Among her disappointments are the fact that the Human Rights Act has not yet been amended to prohibit discrimination on the grounds of age and sexual orientation, she said.

"I was also disappointed, although they have just changed it now in the Throne Speech, that they didn't include gender and nationality in the CURE legislation. We would have had a picture by now of how women are doing in the community, of how young men are doing... We are always complaining about how young men are doing in the community. We had the perfect opportunity to find out how they were doing and we still don't have a clear picture."

The proposal to introduce a Parental Responsibility Act should also have been done a long time ago, she said.

Mrs. Young, served on the Human Rights Commission (HRC) from 1995 until 1997 and revealed that neither the Commission nor her party has been able to arrive at a consensus on the sexual orientation amendment, which she said must also be true with the Progressive Labour Party parliamentary group. "No group should be discriminated against," she said.

Mrs. Young, a registered nurse, arrived on the Island from her native Australia in 1966. She worked at King Edward Memorial Hospital until 1971 and besides the Human Rights Commission has served on a number of government boards and committees including the Sexual Assault Review Committee and the Women's Advisory Council, which she chaired in the early nineties, the Bermuda Hospitals Board, Fairhavens and the Task Force on Women's Issues. She became the parliamentary representative for Paget East in May 1997 and a year later was appointed Minister without Portfolio.

As an Opposition Member she served as Shadow Minister for Health and Family Services from 1998 to 2000 and was appointed spokesperson for Environment and Women's Issues in November last year. Newcomer Jamahl Simmons took over the environment portfolio last month.

"The UBP was to me a party that believed in the free enterprise system with a social conscience and I think that's the way a country should go," she said when asked why she joined the United Bermuda Party.

She lamented the increase in pollution, traffic, violence and what she said was an deterioration in race relations since she came here in the mid '60s.

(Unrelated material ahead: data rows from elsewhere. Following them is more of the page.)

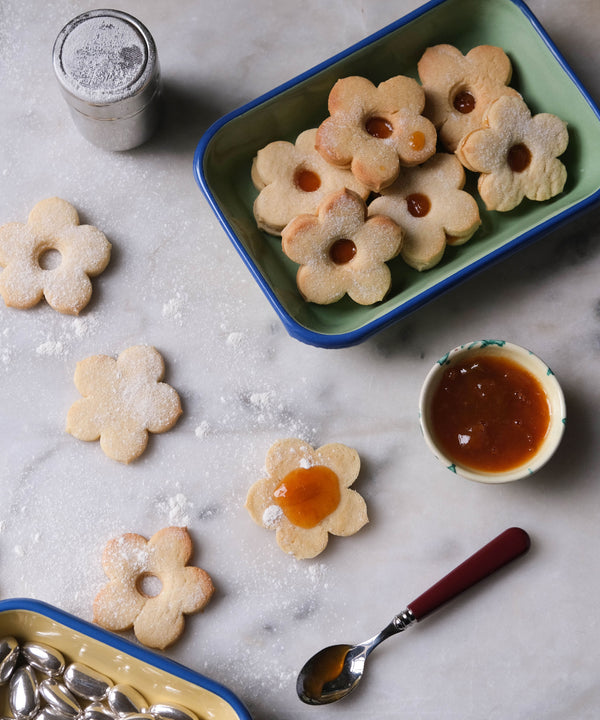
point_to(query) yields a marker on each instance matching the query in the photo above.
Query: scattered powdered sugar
(263, 400)
(51, 347)
(235, 339)
(173, 308)
(202, 430)
(176, 508)
(271, 516)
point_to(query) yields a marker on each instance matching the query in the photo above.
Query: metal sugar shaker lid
(107, 67)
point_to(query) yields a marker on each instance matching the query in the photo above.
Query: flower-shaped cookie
(516, 154)
(293, 179)
(123, 401)
(375, 130)
(341, 251)
(307, 495)
(460, 87)
(26, 253)
(151, 586)
(431, 208)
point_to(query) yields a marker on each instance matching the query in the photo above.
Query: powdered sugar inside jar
(107, 68)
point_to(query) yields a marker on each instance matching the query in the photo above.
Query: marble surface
(523, 644)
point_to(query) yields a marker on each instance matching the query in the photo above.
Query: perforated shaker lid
(106, 63)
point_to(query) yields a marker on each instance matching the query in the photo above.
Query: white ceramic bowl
(527, 360)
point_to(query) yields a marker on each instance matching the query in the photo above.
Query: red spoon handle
(497, 553)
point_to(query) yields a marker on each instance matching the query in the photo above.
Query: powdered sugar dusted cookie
(123, 400)
(30, 273)
(460, 87)
(151, 586)
(341, 251)
(516, 154)
(293, 179)
(374, 130)
(428, 202)
(306, 495)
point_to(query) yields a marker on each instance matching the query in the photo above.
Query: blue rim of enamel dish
(353, 337)
(148, 657)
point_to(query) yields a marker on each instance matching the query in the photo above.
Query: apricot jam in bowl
(492, 411)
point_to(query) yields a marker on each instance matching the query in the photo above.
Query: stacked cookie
(376, 157)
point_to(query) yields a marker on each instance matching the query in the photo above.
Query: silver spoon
(335, 671)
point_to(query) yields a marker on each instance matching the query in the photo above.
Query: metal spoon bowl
(336, 670)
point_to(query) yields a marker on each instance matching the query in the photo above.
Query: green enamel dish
(223, 160)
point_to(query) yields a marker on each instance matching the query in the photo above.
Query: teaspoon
(335, 671)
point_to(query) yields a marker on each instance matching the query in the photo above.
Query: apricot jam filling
(342, 251)
(307, 180)
(308, 495)
(416, 141)
(418, 205)
(489, 413)
(464, 102)
(379, 127)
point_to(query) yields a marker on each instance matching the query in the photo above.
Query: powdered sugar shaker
(108, 71)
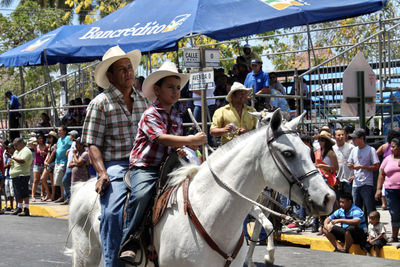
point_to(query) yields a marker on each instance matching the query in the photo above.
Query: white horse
(271, 156)
(261, 217)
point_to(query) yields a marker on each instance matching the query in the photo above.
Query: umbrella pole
(149, 56)
(51, 92)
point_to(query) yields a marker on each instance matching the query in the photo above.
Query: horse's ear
(276, 120)
(293, 123)
(256, 114)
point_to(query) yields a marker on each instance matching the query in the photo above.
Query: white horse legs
(261, 220)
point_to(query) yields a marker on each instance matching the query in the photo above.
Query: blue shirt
(14, 103)
(257, 81)
(354, 213)
(63, 144)
(278, 101)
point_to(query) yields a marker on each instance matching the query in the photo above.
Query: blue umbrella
(32, 52)
(155, 25)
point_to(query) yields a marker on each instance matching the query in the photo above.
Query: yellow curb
(321, 243)
(59, 212)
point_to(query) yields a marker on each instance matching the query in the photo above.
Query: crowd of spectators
(346, 163)
(43, 162)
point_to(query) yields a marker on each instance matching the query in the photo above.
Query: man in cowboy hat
(159, 133)
(109, 130)
(234, 119)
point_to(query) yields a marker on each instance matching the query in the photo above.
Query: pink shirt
(392, 170)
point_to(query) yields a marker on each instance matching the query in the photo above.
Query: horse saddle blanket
(163, 192)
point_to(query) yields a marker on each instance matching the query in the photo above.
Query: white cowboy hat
(113, 54)
(325, 135)
(237, 87)
(167, 69)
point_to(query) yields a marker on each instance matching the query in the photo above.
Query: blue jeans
(143, 183)
(67, 183)
(197, 116)
(346, 187)
(393, 200)
(364, 195)
(112, 205)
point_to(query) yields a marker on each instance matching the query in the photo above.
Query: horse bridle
(291, 178)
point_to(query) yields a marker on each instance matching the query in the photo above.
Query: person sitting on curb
(376, 232)
(352, 229)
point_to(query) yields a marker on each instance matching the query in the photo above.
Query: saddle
(156, 209)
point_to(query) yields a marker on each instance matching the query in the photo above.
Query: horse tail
(78, 185)
(180, 174)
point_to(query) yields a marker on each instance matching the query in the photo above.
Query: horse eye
(287, 154)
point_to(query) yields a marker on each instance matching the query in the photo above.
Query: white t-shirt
(191, 156)
(342, 154)
(367, 157)
(209, 93)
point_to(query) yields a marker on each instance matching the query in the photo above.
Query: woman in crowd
(49, 163)
(384, 151)
(327, 163)
(80, 163)
(40, 150)
(325, 158)
(389, 176)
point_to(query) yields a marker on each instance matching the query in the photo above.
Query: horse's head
(297, 176)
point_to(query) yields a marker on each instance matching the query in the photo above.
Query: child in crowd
(79, 163)
(8, 183)
(193, 154)
(376, 232)
(159, 133)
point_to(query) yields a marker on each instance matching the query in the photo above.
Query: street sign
(212, 58)
(198, 80)
(191, 58)
(351, 97)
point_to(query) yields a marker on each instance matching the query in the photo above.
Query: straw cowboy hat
(113, 54)
(237, 87)
(326, 135)
(52, 133)
(167, 69)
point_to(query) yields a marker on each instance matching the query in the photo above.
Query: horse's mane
(227, 147)
(180, 174)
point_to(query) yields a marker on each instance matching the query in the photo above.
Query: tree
(27, 22)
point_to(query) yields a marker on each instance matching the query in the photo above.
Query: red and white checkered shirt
(155, 121)
(110, 126)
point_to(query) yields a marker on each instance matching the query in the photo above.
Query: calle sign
(191, 58)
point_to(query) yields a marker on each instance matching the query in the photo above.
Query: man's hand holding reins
(102, 183)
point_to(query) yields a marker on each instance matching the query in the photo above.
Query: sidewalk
(314, 241)
(48, 209)
(288, 236)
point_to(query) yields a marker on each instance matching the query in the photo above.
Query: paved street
(297, 256)
(39, 241)
(33, 241)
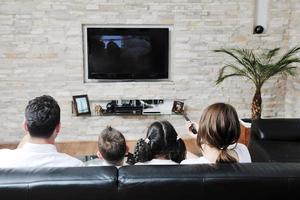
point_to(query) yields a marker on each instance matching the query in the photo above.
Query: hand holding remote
(191, 126)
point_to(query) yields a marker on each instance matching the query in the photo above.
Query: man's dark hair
(112, 145)
(42, 116)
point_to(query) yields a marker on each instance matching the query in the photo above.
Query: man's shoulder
(4, 152)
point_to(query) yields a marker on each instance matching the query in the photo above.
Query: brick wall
(41, 53)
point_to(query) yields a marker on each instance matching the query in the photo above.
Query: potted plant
(258, 68)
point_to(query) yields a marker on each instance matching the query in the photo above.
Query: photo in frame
(81, 105)
(178, 107)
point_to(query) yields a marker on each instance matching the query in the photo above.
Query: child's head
(161, 142)
(219, 127)
(112, 146)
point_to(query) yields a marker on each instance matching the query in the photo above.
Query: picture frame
(178, 107)
(81, 105)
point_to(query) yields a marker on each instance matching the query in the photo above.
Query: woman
(161, 146)
(218, 133)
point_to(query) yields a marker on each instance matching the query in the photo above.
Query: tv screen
(127, 53)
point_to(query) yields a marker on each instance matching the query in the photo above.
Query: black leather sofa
(224, 181)
(275, 140)
(275, 173)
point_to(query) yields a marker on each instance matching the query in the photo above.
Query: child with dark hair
(219, 131)
(112, 148)
(161, 146)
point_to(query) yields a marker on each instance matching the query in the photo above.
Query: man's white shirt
(36, 155)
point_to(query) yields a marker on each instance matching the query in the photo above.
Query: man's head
(112, 146)
(42, 115)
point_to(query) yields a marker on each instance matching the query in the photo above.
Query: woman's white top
(240, 149)
(157, 162)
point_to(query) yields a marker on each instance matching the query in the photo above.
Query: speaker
(261, 16)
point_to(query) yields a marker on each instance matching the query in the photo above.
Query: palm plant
(258, 69)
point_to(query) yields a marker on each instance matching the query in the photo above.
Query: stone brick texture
(41, 52)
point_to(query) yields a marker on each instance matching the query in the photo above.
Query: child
(112, 148)
(161, 146)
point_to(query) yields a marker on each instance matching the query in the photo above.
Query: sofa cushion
(59, 183)
(277, 129)
(223, 181)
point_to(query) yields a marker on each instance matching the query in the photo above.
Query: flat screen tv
(126, 53)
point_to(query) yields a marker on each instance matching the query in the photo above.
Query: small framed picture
(178, 107)
(81, 105)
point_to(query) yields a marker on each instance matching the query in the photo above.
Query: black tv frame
(86, 79)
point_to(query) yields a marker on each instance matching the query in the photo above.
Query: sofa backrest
(276, 129)
(58, 183)
(223, 181)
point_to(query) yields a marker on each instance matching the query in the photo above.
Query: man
(112, 149)
(41, 126)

"In my experience, when I came in 1966, I associated with people of both races and I never felt any discrimination until I went into the House of Assembly," Mrs Young said. "That's the first time I really felt that people were prejudiced - they look at me and think because you've got blue eyes and white skin, therefore you must think a certain way. In fact Lois Brown Evans said because I was born in Australia I had to think a certain way."

She blamed the PLP for "keeping that issue alive". "Whether it's deliberate or not I don't know, but I think they keep it alive."